The Private Finance Initiative (PFI) has been subject to criticism in recent years for higher financing costs when compared with traditional publicly funded capital investment. The UK Government’s new Private Finance 2 (PF2) delivery model has sought to address key concerns with PFI, through a more transparent structure which allows visibility of when the wider benefits it offers (such as risk allocation to the private sector) justify the additional costs. Whilst PF2 targets new contracts, the UK Government has made a concerted effort to allow these improvements and those made before it to be applied to existing contracts. With £2.1bn of realised through this initiative to date, it is keen to maintain this momentum.

Government has a strong grasp of where benefits and drawbacks are provided by PFIs, with a diverse range of contracts now in place. The standard contractual provisions underpinning most PFI arrangements (known as ‘Standardisation of PFI Contracts’) has been refined since its introduction, with its latest guise offering much greater flexibility in areas of concern to the public sector. By way of example, the removal of soft services from the scope of education private finance arrangements was driven from an understanding that the private sector derives a large proportion of profit from these arrangements, which were priced at a premium given the length of contract entered into (typically 25 – 30 years). Each PFI contract can benefit from being reviewed to identify areas for improvement, often informed by more recent developments in standardised contracts. Equally, many PFI contracts have refinancing mechanisms which can provide a significant decrease in costs, given the low interest rates now available across the infrastructure sector.
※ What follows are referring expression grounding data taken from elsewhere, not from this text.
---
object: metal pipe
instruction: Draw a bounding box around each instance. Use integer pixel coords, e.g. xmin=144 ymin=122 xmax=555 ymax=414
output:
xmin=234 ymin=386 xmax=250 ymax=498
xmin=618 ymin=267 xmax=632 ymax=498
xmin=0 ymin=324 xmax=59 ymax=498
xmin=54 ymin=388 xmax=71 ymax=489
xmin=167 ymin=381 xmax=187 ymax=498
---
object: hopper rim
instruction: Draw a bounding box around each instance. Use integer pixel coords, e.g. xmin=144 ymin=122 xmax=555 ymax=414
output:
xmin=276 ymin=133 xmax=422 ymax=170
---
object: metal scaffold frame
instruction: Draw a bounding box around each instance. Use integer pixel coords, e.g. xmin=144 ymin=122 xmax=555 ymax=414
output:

The Operational PPP Efficiency Programme was created in 2012 to deliver savings worth £1.5bn. As this target has been exceeded, the programme is looking to achieve further savings of around £2bn through the deployment of lessons learned from PF2 and the savings already secured. Private finance should deliver value for money at all times; applying tools from the latest delivery models to existing contracts will allow this to be achieved.